Single decoder layer for the minimal EAGLE-1/2 draft model.

```python
nemo_automodel.components.speculative.eagle.draft_llama_v12.EagleLlamaDecoderLayer.forward(
    hidden_states: torch.Tensor,
    attention_mask: torch.Tensor,
    position_ids: torch.Tensor
) -> torch.Tensor
```

```python
class nemo_automodel.components.speculative.eagle.draft_llama_v12.EagleLlamaMLP(
    config: transformers.PretrainedConfig
)
```

**Bases:** `Module`

Standard SwiGLU MLP used by the EAGLE-1/2 draft.

```python
nemo_automodel.components.speculative.eagle.draft_llama_v12.EagleLlamaMLP.forward(
    hidden_states: torch.Tensor
) -> torch.Tensor
```

```python
class nemo_automodel.components.speculative.eagle.draft_llama_v12.LlamaEagleDraftModel(
    config: transformers.PretrainedConfig
)
```

**Bases:** `PreTrainedModel`

Llama-style dense draft that predicts next-step hidden states.

Works with Llama, Phi-3, and Qwen3 dense configs. The class name is
retained for backward compatibility with already-trained checkpoints.

```python
nemo_automodel.components.speculative.eagle.draft_llama_v12.LlamaEagleDraftModel.copy_embeddings_from_target(
    target_embeddings: torch.nn.Embedding
) -> None
```

Copy the target model token embeddings into the draft embeddings.

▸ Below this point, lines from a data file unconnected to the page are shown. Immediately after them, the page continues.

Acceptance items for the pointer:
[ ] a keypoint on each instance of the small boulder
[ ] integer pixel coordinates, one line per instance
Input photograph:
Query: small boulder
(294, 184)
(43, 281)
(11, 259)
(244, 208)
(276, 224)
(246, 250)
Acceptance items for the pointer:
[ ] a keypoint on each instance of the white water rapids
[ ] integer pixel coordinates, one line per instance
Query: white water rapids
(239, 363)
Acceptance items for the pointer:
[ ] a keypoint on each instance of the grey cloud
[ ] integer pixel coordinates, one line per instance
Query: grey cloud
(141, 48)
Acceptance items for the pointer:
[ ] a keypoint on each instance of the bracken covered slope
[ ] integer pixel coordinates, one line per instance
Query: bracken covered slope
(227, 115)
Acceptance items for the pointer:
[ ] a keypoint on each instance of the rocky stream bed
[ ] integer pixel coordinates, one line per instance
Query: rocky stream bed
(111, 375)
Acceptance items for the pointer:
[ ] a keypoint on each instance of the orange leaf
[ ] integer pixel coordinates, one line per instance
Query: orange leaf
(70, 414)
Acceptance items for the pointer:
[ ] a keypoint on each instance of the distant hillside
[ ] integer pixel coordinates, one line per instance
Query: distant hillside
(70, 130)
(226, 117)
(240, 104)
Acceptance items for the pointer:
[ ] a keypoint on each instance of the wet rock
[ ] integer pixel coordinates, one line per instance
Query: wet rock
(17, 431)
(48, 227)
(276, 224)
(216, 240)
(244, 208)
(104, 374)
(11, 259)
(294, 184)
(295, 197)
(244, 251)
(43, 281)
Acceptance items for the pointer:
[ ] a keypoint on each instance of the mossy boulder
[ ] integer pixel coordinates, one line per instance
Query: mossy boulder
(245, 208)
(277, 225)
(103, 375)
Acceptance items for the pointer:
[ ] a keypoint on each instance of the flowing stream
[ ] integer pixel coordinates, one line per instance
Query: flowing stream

When the target is wrapped with FSDP2, its `embed_tokens.weight` is
a `DTensor` sharded across ranks.  Gather to a local full tensor
before copying into the (unsharded) draft parameter -- otherwise
`aten.copy_` raises a mixed Tensor/DTensor error.

```python
nemo_automodel.components.speculative.eagle.draft_llama_v12.LlamaEagleDraftModel.forward(
    input_ids: torch.Tensor,
    target_hidden_states: torch.Tensor,
    attention_mask: torch.Tensor
) -> torch.Tensor
```

```python
nemo_automodel.components.speculative.eagle.draft_llama_v12.LlamaEagleDraftModel.freeze_embeddings() -> None
```

Freeze draft token embeddings.

```python
nemo_automodel.components.speculative.eagle.draft_llama_v12._build_causal_mask(
    attention_mask: torch.Tensor,
    dtype: torch.dtype
) -> torch.Tensor
```

Build a standard causal + padding mask for eager attention.